Poor are paying the price: Military spending and our national priorities

"From Forrestal’s day to the present, semi-warriors have viewed democratic politics as problematic. Debate means delay. To engage in give-and-take or compromise is to forfeit clarity and suggests a lack of conviction. The effective management of national security requires specialized knowledge, a capacity for clear-eyed analysis and above all an unflinching willingness to make decisions, whatever the cost. With the advent of the semi-war, therefore, national security policy became the preserve of experts, few in number, almost always unelected, habitually operating in secret, persuading themselves that to exclude the public from such matters was to serve the public interest. After all, the people had no demonstrable 'need to know.' In a time of perpetual crisis, the anointed role of the citizen was to be pliant, deferential and afraid.” -- Andrew Bacevich, reviewing a biography of James Forrestal, the first Secretary of Defense, in The Nation.

Andrew Bacevich reminds us that a permanent war economy has been part of the political and economic landscape of the United States at least since the end of World War II. The War Resisters League pie chart of total government spending for fiscal year 2026 (see the link above) indicates that the projected Trump budget projects  that 50 percent of all government spending will deal with current and past military costs. Despite lower government estimates that mask true military spending, by adding the Social Security Trust Fund to total spending and regarding past military spending -- particularly veteran’s benefits -- as non-military, it is clear that roughly 50 cents of every dollar goes to war, war preparation, covert operations, and military contractors.

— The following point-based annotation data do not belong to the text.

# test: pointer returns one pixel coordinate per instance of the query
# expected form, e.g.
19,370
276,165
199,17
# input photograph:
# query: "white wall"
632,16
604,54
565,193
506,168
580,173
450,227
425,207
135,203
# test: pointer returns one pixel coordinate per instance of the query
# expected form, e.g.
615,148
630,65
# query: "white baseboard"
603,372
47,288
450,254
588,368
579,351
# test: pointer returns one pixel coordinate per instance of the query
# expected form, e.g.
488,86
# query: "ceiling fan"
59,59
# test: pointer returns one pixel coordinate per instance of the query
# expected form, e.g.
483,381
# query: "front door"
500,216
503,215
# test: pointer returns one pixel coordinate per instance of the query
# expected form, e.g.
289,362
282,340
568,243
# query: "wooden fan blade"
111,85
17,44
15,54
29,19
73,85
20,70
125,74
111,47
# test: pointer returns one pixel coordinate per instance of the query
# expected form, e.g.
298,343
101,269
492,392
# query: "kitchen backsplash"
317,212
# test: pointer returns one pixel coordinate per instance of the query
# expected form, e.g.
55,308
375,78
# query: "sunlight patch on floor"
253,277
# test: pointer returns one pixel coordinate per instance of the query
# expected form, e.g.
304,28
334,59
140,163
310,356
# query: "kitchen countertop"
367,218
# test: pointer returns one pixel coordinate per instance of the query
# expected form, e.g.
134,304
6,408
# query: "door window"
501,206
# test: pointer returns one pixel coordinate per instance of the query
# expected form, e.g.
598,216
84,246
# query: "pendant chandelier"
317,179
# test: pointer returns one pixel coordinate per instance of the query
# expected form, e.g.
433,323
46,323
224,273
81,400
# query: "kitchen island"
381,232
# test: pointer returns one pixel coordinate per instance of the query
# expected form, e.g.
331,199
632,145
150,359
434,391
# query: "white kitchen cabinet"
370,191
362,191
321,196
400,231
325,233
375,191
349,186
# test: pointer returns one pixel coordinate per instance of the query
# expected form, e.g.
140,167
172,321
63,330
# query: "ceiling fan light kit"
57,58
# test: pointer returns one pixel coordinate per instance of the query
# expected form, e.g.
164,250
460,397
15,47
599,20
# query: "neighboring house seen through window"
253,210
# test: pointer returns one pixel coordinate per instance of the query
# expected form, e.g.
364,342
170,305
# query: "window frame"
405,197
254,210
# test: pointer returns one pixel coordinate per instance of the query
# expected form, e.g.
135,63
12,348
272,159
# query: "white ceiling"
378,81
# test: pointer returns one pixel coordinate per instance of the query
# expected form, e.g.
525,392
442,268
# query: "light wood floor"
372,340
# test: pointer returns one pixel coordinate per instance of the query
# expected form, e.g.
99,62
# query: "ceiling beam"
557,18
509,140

In addition, “war support” contractors such as KBR have made billions of dollars in the twenty-first century from military spending.

Top producers of military hardware Lockheed Martin, Northrop Grumman, and Boeing earned 11, 8, and 5 billion dollars in contracts in 2010 alone. Ostensibly non-military corporations such as BP, FedEx, Dell, Kraft, and Pepsi received hundreds of millions of dollars in defense contracts in 2010. Virtually every big corporation is to some degree on the Department of Defense payroll. A recent data-based report, “Don’t Bank on the Bomb,” prepared by the International Campaign to Abolish Nuclear Weapons (ICAN), identified “more than 300 banks, insurance companies, pension funds and asset managers from 30 countries that invest significantly in 20 major nuclear weapons producers.”

The report examined in detail financial connections to 20 major nuclear weapons companies. (and see the link above to the updated don't bank on the bomb report). These 20 included U.S. producers of nuclear weapons components such as Bechtel, Boeing, GenCorp, General Dynamics, Honeywell, and Northrop Grumman. U.S. financial institutions investing in the nuclear weapons producers included Abrams Bison Investments, AIG, American National Insurance Company, Fidelity, Franklin Templeton, JP Morgan Chase, New York Life, and Prudential Financial. Because of the economic crisis which began in 2007, debate about military spending has increased.